Gatling results: https://lorenzogirardi.github.io/gatling-k8s-fixed-3-pods/

Big cluster of huge response time 
Closing to 100 rps , service unavailable

huge active users ... more than the requests (slowdown ... queue.... failures)

And the application status ?

 

Well now we know we know a bit our application ... we know the critical point but also that the KPI went to hell , high cpu and some pod crash

 

 

dynamic pods number

... what happened ?

Gatling results: https://lorenzogirardi.github.io/gatling-k8s-hpa/

Some sporadic request over 300ms but 99% below

active users inline with the requests

And the application status ?

cpu under control , response time ok , no crash and autoscaled from 3 to 10 pods

 

HPA in pills

 

There are many how to and suggestions that explain this topic,

however what you need is: 

  • prometheus
  • kpi and application tolerance knowhow
  • keda.sh (i really hate the prometheus adapter)

Let's skip prometheus and go directly to kpi, application tolerance and keda.sh

When i create the fibonacci code , i was able to test the impact on cpu and response time , having the fibonacci as 18500

  • the max pod tolerance to be running without error was 30rps
  • to be within 300ms 15rps

I know, is not real life scenario but the concept is the same ... just identify the correct rps in a case where this value can be a trigger for the autoscaling

In the python app is flask_http_request_duration_seconds_count

the following configuration for keda use this value as a trigger

apiVersion: keda.sh/v1alpha1
kind: ScaledObject
metadata:
  name: rps-scaledobject
  namespace: pytbak
spec:
  minReplicaCount: 3
  maxReplicaCount: 10
  pollingInterval: 10  # Optional. Default: 30 seconds
  scaleTargetRef:
    name: pytbak-stable
  advanced:                                          # Optional. Section to specify advanced options
    horizontalPodAutoscalerConfig:                   # Optional.
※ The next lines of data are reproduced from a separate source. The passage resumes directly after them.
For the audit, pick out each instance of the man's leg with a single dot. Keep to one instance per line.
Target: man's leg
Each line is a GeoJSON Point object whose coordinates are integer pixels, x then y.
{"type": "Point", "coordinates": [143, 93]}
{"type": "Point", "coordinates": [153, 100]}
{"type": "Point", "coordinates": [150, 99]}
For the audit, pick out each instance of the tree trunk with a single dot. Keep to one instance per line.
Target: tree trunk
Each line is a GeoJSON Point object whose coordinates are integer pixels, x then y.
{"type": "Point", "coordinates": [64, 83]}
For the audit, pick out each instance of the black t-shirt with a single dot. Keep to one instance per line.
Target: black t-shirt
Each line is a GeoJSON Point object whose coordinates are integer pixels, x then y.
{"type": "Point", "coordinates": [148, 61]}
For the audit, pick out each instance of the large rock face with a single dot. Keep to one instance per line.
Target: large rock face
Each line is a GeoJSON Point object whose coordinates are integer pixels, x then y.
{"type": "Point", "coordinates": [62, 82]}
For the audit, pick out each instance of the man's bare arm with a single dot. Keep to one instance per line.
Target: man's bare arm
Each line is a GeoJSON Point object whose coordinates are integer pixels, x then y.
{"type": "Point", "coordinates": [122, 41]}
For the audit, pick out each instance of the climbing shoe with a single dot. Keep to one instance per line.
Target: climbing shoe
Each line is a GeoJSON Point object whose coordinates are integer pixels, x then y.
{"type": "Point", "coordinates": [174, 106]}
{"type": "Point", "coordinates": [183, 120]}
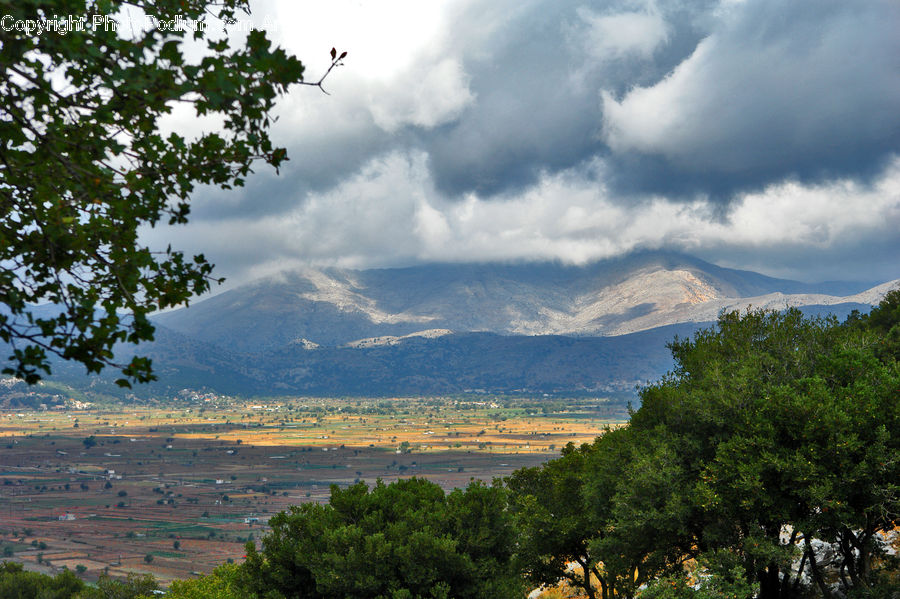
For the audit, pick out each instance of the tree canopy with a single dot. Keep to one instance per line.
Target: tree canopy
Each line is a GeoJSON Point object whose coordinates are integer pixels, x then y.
{"type": "Point", "coordinates": [85, 163]}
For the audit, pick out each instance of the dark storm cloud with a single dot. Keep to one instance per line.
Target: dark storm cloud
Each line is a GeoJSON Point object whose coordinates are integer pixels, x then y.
{"type": "Point", "coordinates": [757, 134]}
{"type": "Point", "coordinates": [806, 90]}
{"type": "Point", "coordinates": [736, 96]}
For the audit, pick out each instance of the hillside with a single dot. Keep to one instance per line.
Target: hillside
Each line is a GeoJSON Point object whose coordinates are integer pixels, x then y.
{"type": "Point", "coordinates": [498, 328]}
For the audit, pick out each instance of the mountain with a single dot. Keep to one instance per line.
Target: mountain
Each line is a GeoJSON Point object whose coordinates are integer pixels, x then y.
{"type": "Point", "coordinates": [335, 307]}
{"type": "Point", "coordinates": [456, 328]}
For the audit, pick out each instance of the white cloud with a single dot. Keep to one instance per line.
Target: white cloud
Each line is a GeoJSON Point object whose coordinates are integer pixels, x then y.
{"type": "Point", "coordinates": [765, 90]}
{"type": "Point", "coordinates": [428, 95]}
{"type": "Point", "coordinates": [612, 36]}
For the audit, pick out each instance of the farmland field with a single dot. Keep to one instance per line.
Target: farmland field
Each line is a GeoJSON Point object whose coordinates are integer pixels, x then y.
{"type": "Point", "coordinates": [175, 489]}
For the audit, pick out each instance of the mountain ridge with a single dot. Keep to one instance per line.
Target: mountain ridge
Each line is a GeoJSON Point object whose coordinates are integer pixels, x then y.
{"type": "Point", "coordinates": [332, 307]}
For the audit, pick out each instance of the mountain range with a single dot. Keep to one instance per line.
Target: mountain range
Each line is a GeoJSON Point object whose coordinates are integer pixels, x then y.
{"type": "Point", "coordinates": [450, 328]}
Section to specify HPA related options
      behavior:                                      # Optional. Use to modify HPA's scaling behavior
        scaleDown:
          stabilizationWindowSeconds: 45 #option from kubernetes hpa to force pod shutdown in 45 dec , default 5 min
  triggers:
  - type: prometheus
    metadata:
    # Required fields:
      serverAddress: http://10.152.183.99:9090 # prometheus server
      metricName: flask_http_request_duration_seconds_count # Note: name to identify the metric
      query: sum(rate(flask_http_request_duration_seconds_count{status="200"}[60s])) # Note: query must return a vector/scalar single element response
      threshold: '10'

 

An this is what happened during the gatling test with hpa

 

Conclusions

HPA is an amazing solution not only in cloud there this feature is mandatory if you want to use the cloud in the right way and if you would like to remove overspending 

but anyway...

It's the right model for lazy people in order to have a dynamic infrastructure to support the traffic, to reduce the monitoring and alerting alarms and be ready to scale :)